Young, in his new position, wants to focus more on community-level support and less on the large private-public developments that defined his predecessor Robert Lipscomb’s tenure.
When Young took over the department in January, he also inherited the years-long effort to redevelop Foote Homes, Memphis’ last public housing complex.
The South Memphis site will showcase Young’s proposed brand of blight fighting, which includes leveraging public dollars to entice private developers to come into disinvested areas.
This isn’t necessarily a departure from the big-project strategy that defined Lipscomb’s tenure, but Young intends to better align that work with existing efforts in code enforcement and environmental court.
At least $160 million in public funds, tax credits and private debt is going toward demolishing Foote Homes and constructing 712 affordable and market-rate units.
Young said private developers need to step up to the challenge of bringing in necessary financing to enhance the surrounding areas.
“We’re hoping that through addressing some of the significant blight that exists with Foote Homes, we’re able to catalyze the rest of that development in South Memphis,” he said.
“It took us years to get to this point,” he added, pointing to Memphis’ longstanding issues with flight from the urban core, poverty and chronic disinvestment coupled with predatory lending practices that brought on the recent mortgage crisis and wave of foreclosed homes.
“It’s not the type of situation any taxpaying citizen should have to deal with, so we have to figure out ways to mobilize the private sector,” Young said.
Patrick Dandridge, a former senior City of Memphis attorney who was appointed deputy director of public works in January, wants his code enforcement department to take a proactive approach in identifying neighborhood decline.
“We are moving to a new age of code enforcement,” he said, adding that shift will come with a data-driven approach, greater accountability and community engagement.
Dandridge envisions code enforcement officers as more like postal workers who are embedded in the fabric of their district. Instead of responding to complaints, they scan the area and keep an open dialogue with the neighbors.
He said that Bluff City Snapshot, an effort that wrapped late last year, marks the first comprehensive survey of Shelby County’s 237,000 parcels. Armed with that data, Dandridge will identify priority zones and their progress. Moving forward, a complete parcel-by-parcel study will happen every two years.

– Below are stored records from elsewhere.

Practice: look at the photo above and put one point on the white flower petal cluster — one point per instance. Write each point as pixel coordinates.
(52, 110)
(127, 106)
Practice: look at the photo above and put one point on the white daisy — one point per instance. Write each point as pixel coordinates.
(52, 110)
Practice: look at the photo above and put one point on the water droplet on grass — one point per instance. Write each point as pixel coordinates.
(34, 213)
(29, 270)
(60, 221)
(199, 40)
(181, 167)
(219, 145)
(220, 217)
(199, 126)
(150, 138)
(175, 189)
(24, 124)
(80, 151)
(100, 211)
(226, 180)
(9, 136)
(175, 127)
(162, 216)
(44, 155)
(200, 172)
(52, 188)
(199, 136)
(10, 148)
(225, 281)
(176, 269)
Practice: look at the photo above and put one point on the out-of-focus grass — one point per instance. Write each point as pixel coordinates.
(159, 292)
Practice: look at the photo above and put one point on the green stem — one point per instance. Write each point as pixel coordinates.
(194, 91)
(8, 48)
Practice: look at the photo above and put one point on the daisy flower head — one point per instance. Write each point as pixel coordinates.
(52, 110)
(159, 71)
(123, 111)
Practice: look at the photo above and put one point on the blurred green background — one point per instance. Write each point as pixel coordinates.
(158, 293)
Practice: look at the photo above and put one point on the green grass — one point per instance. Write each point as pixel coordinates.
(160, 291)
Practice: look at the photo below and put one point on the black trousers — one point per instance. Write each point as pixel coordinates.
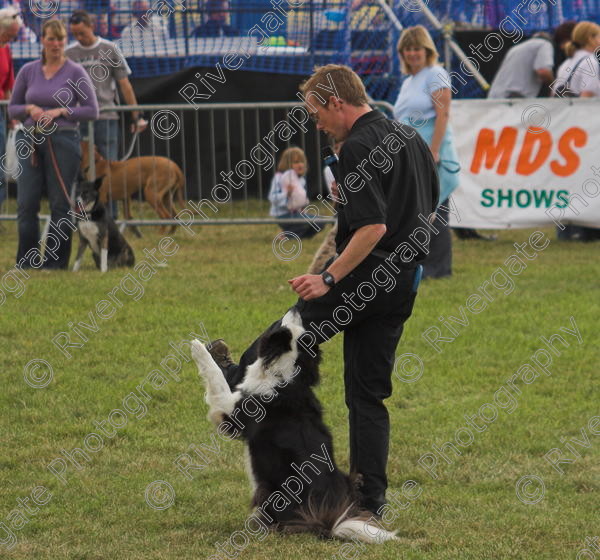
(438, 262)
(370, 305)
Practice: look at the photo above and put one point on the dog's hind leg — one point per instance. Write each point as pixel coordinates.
(219, 397)
(82, 246)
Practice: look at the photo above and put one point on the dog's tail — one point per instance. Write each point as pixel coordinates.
(343, 521)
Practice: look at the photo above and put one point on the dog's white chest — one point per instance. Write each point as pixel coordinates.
(90, 231)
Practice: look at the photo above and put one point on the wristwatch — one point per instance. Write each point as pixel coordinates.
(328, 278)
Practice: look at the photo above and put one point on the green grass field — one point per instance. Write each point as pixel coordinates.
(226, 282)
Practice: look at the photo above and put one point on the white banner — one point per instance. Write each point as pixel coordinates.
(527, 162)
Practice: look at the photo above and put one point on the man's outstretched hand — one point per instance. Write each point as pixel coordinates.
(309, 286)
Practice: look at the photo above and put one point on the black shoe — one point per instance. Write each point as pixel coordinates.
(220, 353)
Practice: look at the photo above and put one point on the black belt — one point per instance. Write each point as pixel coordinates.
(381, 254)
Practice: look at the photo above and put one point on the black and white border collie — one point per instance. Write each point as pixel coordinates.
(297, 486)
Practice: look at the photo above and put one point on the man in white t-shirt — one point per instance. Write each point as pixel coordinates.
(525, 68)
(109, 72)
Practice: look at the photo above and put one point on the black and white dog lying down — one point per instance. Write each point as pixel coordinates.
(99, 231)
(297, 486)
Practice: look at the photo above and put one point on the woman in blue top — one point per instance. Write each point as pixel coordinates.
(424, 103)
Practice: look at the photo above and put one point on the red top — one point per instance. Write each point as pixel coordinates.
(7, 72)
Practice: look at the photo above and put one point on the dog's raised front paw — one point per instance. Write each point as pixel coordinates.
(199, 352)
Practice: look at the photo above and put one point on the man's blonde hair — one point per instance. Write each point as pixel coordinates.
(337, 80)
(291, 156)
(580, 36)
(8, 17)
(416, 37)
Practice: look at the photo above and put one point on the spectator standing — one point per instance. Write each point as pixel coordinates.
(581, 69)
(10, 23)
(525, 69)
(426, 95)
(216, 24)
(108, 70)
(56, 150)
(579, 76)
(562, 38)
(147, 30)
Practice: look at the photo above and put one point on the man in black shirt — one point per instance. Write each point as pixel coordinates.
(388, 191)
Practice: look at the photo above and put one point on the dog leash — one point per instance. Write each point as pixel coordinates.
(76, 207)
(131, 146)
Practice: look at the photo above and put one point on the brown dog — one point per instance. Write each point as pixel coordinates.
(160, 179)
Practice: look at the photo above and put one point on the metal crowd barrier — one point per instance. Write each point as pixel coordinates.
(209, 140)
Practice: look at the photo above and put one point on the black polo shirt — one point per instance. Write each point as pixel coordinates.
(387, 175)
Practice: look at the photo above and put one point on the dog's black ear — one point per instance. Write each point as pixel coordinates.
(274, 344)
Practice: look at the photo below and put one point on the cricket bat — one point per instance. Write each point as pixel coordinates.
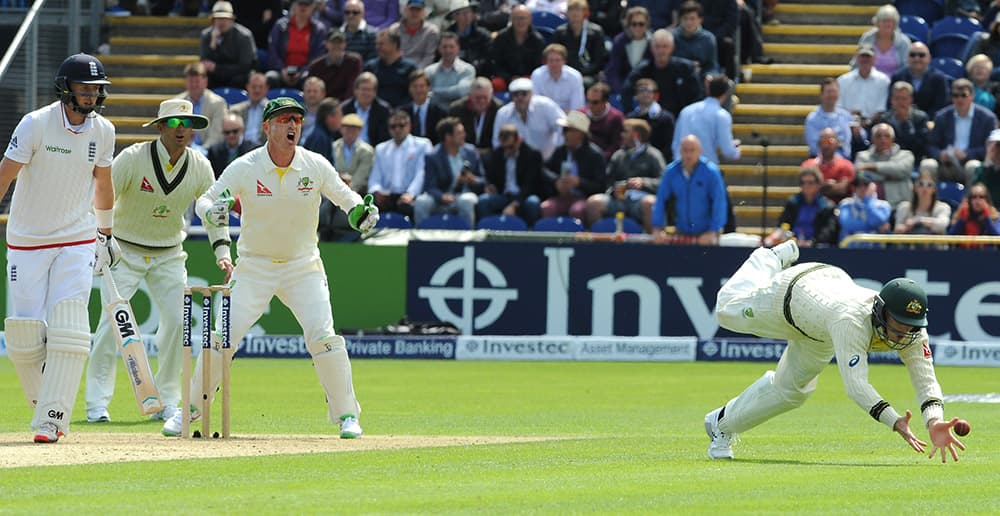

He’s also prepping for the consolidation of Memphis Fire Department’s commercial anti-neglect services under the city of Memphis Department of Neighborhood Improvement, also known as code enforcement. The MFD deals with commercial properties and Neighborhood Improvement tackles the residential side.
When the commercial anti-neglect team makes its move in July, Dandridge expects enormous increases in efficiency.
In the wake of public outcry against Global Ministries Foundation, whose nonprofit housing portfolio lost its Department of Housing and Urban Development subsidies due to numerous code violations, Dandridge is working on ways to prevent full-scale apartment neglect.
Currently, his team responds to apartment communities complaint by complaint. Instead, he wants full-scale sweeps for apartments that have routine complaints. Negligent property owners would be added to a list and would have to pay for full-scale sweeps when they try to start a new venture.
Dandridge, who worked with code enforcement policies in his previous position as senior city attorney, said that stacking legal strategies will lead to an overall environment where blight is simply not tolerated.
“We know what the problem is,” he added. “Anyone can see there’s a problem. We need new tools to deal with it.”